- Associated Press - Tuesday, April 26, 2011

ASHBURN | Lorenzo Alexander’s workday at Washington Redskins headquarters lasted all of eight minutes. Anthony Armstrong was there only a little longer.

The two players arrived at Redskins Park on Tuesday morning, hoping to get in a workout after hearing that the NFL lockout had been lifted. They were met by general manager Bruce Allen in the lobby and were told they would be allowed in the building and little else.

“It was a little weird,” Armstrong said. “It felt like you were sneaking into the club or something like that, and they knew you weren’t supposed to be in there but they hadn’t done anything about it yet. Just a little awkward. Just wish you get in there and so some real live work, looking at film, getting on the field.”

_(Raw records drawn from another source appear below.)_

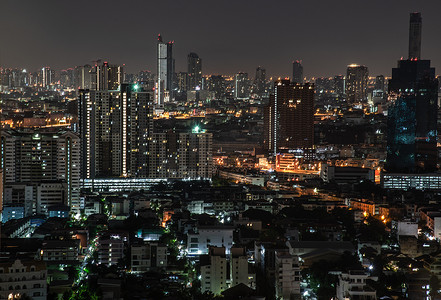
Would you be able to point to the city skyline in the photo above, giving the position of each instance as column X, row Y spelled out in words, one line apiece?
column 220, row 36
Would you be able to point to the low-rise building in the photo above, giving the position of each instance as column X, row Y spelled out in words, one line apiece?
column 19, row 277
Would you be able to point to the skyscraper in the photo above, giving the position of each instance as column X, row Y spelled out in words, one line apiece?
column 260, row 81
column 114, row 128
column 289, row 117
column 107, row 77
column 412, row 118
column 356, row 84
column 241, row 86
column 165, row 71
column 297, row 71
column 180, row 155
column 46, row 164
column 194, row 63
column 415, row 27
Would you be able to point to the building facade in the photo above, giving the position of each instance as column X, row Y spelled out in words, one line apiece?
column 289, row 117
column 356, row 84
column 41, row 169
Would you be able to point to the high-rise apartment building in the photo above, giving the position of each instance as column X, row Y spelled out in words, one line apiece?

Alexander said that even though the lockout had been lifted, he was told the Redskins wanted to get a “crystal clear” understanding of all the ramifications of the ruling Monday by U.S. District Judge Susan Richard Nelson in Minneapolis.

“The legal jargon and stuff sometimes can be very complicated,” Alexander said. “Just went in there, it was not a scene or nothing. Just talked to me real quick, so I picked up my mail and I’ll go work out now where I’ve been training at.”

Both players knew the lockout could be put back in place at any time. The NFL was asking for Nelson’s ruling to be put on hold during an appeal.

Alexander said he would call his teammates and tell them there wasn’t much reason to show up. There was one motivation for some players to drop by - they have workout bonuses in their contracts.

“I do have a workout bonus,” Alexander said. “And since the lockout is lifted out, I wanted to make sure I took full advantage to come up here and work out because I don’t want some technicality to happen later: ‘You didn’t show up. You didn’t come.’ And then I’m out of my workout bonus. I play this game because I love it but I also want to provide for my family.”

Alexander made another lockout statement by his choice of vehicle. Rather than the usual high-end gas guzzlers favored by most NFL players, he drove up in a small hybrid.

“I’m saving some money in the lockout,” he said.